О Рейносе и его людях я не слишком сожалела, но вдруг убийства войдут у меня в привычку? Больше всего меня обеспокоило то, что я не могу удержать под контролем магическую силу, которая подвластна мне, и в следующий раз она просто разорвет, разовьет меня на мельчайшие волоконца, бесконечно малые и невидимые. Боялась я за других? Или просто сожалела о том, что слишком невежественна, слишком неопытна, чтобы справиться с мощью, которая была бы моей, не будь я так слаба? И теперь она ускользает от меня, неотвратимо ускользает как дым в руках, бесплотный и неуловимый – не это ли меня беспокоит больше всего? Или, что хуже: магия возьмет надо мной верх и будет управлять мною, коль я не могу подчинить ее себе?

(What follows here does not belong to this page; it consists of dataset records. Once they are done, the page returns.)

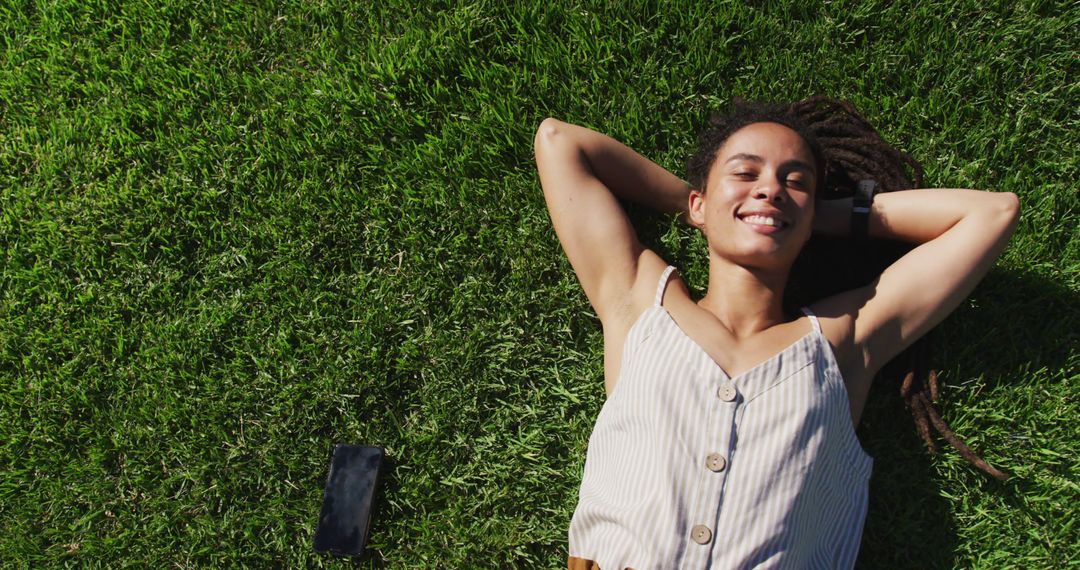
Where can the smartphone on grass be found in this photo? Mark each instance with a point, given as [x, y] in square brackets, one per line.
[348, 499]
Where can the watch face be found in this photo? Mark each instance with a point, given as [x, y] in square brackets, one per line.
[864, 195]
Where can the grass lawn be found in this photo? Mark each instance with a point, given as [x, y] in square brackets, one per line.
[235, 233]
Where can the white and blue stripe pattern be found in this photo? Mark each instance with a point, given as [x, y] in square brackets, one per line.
[690, 469]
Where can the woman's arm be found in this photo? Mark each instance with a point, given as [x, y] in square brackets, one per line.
[960, 234]
[583, 173]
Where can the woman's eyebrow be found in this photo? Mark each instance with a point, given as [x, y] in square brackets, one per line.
[743, 155]
[797, 164]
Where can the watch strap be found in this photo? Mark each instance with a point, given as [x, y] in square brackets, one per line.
[861, 203]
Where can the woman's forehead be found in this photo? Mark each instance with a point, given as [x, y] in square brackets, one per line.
[765, 140]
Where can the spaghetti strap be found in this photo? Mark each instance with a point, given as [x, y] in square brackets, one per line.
[660, 286]
[813, 320]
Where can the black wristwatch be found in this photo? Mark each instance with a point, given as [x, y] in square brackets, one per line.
[861, 209]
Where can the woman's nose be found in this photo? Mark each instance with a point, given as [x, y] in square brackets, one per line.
[771, 191]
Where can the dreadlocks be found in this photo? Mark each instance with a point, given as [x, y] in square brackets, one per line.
[848, 149]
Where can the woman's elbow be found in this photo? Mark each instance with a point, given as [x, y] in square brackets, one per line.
[549, 130]
[1007, 206]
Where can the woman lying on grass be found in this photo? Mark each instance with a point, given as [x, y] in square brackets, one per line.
[728, 434]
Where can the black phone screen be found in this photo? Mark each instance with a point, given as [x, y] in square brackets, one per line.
[347, 500]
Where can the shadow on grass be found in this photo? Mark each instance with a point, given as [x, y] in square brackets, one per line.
[1012, 324]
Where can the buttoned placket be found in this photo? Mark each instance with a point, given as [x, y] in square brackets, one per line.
[715, 448]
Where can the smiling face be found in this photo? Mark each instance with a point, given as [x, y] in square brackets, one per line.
[757, 206]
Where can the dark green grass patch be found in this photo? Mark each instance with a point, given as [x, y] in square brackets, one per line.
[232, 234]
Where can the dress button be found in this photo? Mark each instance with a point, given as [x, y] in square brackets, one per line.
[727, 392]
[701, 534]
[715, 462]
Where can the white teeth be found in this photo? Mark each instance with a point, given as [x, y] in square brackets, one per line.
[764, 220]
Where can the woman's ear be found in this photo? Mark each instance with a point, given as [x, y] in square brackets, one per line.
[697, 213]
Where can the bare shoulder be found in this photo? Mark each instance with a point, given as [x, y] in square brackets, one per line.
[639, 296]
[837, 316]
[625, 312]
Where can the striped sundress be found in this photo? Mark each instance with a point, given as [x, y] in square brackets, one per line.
[688, 467]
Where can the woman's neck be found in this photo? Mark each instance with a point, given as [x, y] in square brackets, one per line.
[745, 300]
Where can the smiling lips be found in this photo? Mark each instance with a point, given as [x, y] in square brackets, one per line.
[765, 220]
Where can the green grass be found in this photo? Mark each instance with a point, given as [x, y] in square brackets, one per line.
[232, 234]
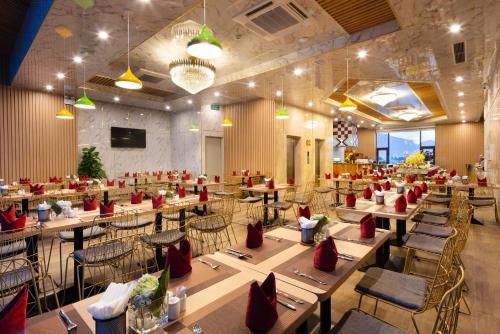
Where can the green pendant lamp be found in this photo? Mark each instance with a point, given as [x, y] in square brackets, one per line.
[204, 45]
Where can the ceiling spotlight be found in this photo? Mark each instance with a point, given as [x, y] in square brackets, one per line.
[102, 35]
[362, 54]
[454, 28]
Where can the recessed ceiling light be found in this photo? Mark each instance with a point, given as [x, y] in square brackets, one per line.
[362, 54]
[455, 27]
[103, 35]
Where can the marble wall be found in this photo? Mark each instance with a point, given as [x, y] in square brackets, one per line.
[94, 129]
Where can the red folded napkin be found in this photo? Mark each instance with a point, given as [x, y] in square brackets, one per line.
[157, 201]
[179, 260]
[255, 235]
[203, 195]
[89, 204]
[326, 255]
[13, 315]
[411, 197]
[367, 193]
[350, 200]
[136, 198]
[304, 212]
[261, 308]
[400, 204]
[367, 226]
[418, 191]
[8, 224]
[107, 209]
[482, 182]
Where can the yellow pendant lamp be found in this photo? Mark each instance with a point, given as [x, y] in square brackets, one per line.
[128, 80]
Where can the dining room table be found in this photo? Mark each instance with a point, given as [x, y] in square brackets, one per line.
[217, 297]
[283, 253]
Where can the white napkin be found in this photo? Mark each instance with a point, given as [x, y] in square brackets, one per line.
[113, 301]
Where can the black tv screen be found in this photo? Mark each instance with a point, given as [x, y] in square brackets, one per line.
[126, 137]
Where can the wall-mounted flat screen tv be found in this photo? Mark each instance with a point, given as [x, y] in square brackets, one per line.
[126, 137]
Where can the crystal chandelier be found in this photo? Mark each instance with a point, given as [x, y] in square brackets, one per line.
[192, 74]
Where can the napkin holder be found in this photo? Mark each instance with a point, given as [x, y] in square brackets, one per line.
[116, 325]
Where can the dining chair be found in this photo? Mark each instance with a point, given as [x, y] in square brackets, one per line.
[407, 292]
[448, 311]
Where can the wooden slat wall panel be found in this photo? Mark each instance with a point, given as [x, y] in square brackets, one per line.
[33, 143]
[249, 143]
[459, 144]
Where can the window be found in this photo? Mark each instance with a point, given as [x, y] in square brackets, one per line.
[392, 147]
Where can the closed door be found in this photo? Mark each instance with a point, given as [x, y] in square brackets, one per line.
[213, 156]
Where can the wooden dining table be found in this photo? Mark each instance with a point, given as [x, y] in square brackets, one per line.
[216, 301]
[282, 253]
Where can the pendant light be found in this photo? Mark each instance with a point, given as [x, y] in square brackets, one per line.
[347, 105]
[204, 45]
[128, 80]
[282, 113]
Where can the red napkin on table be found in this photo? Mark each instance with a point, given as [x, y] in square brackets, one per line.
[261, 308]
[411, 197]
[179, 260]
[400, 204]
[367, 193]
[12, 224]
[107, 209]
[13, 315]
[89, 204]
[367, 226]
[326, 255]
[157, 201]
[350, 200]
[136, 198]
[482, 182]
[203, 195]
[418, 191]
[305, 212]
[255, 235]
[181, 192]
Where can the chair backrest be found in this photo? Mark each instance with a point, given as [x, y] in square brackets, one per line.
[439, 284]
[449, 308]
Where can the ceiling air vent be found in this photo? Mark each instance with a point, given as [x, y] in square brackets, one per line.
[459, 52]
[273, 19]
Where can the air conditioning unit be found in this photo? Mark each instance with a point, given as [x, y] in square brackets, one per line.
[273, 19]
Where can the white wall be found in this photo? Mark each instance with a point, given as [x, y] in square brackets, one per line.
[94, 129]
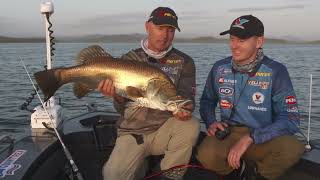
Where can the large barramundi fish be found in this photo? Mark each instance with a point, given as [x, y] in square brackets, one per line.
[144, 84]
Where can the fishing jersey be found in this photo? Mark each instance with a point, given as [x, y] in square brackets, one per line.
[264, 100]
[181, 70]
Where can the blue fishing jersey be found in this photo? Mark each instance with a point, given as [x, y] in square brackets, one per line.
[263, 100]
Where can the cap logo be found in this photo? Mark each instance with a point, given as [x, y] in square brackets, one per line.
[239, 23]
[163, 13]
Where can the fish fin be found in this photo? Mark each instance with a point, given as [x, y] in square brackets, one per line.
[48, 81]
[133, 92]
[80, 90]
[86, 55]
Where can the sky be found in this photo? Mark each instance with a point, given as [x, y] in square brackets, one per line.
[286, 19]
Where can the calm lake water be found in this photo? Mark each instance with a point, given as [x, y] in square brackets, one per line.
[15, 87]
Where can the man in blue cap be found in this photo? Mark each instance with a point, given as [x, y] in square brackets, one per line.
[258, 107]
[144, 131]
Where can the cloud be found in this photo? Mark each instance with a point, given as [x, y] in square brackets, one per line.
[271, 8]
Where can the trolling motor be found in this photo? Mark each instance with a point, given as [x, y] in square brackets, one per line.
[39, 118]
[50, 112]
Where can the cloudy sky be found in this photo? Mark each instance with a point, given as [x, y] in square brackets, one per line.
[289, 19]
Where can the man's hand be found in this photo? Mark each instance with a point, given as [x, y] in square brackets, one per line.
[214, 127]
[237, 150]
[184, 115]
[107, 88]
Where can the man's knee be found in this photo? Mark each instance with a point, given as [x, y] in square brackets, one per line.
[291, 148]
[210, 155]
[112, 170]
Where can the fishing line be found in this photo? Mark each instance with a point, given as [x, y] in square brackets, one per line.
[66, 151]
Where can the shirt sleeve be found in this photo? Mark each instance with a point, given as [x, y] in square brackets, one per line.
[285, 112]
[209, 100]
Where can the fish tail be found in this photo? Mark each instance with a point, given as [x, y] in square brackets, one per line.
[48, 82]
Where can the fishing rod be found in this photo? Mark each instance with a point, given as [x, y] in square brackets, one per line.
[75, 168]
[308, 146]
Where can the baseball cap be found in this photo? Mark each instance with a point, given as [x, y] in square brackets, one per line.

Я не знала и не понимала законов магии, обращаясь с «нитями» по наитию. А если я сделала что-то не то, нарушила какие-то законы и теперь должна пожинать плоды своего преступления? Глупенькая, наивная, простодушно верящая в то, что мое естество само сделает все, как надо, а я только буду пожинать сладкие и вкусные плоды без горечи? Или наоборот, мой случайный успех отворил двери, которые мне, неопытной и неумелой, еще рано было отворять, и мощь магии, теперь мне подвластной, просто разорвет меня на части? Ведь то, что со мной творится – ненормально. То, что я творю – неправильно. Нормальным и правильным было одно: если в ближайшее время я не сумею взять себя в руки и не попытаюсь утихомирить магию во мне, я погибну. И, боюсь, не я одна, если вспомнить размах тех сил, которые задействуются мной просто по небрежности…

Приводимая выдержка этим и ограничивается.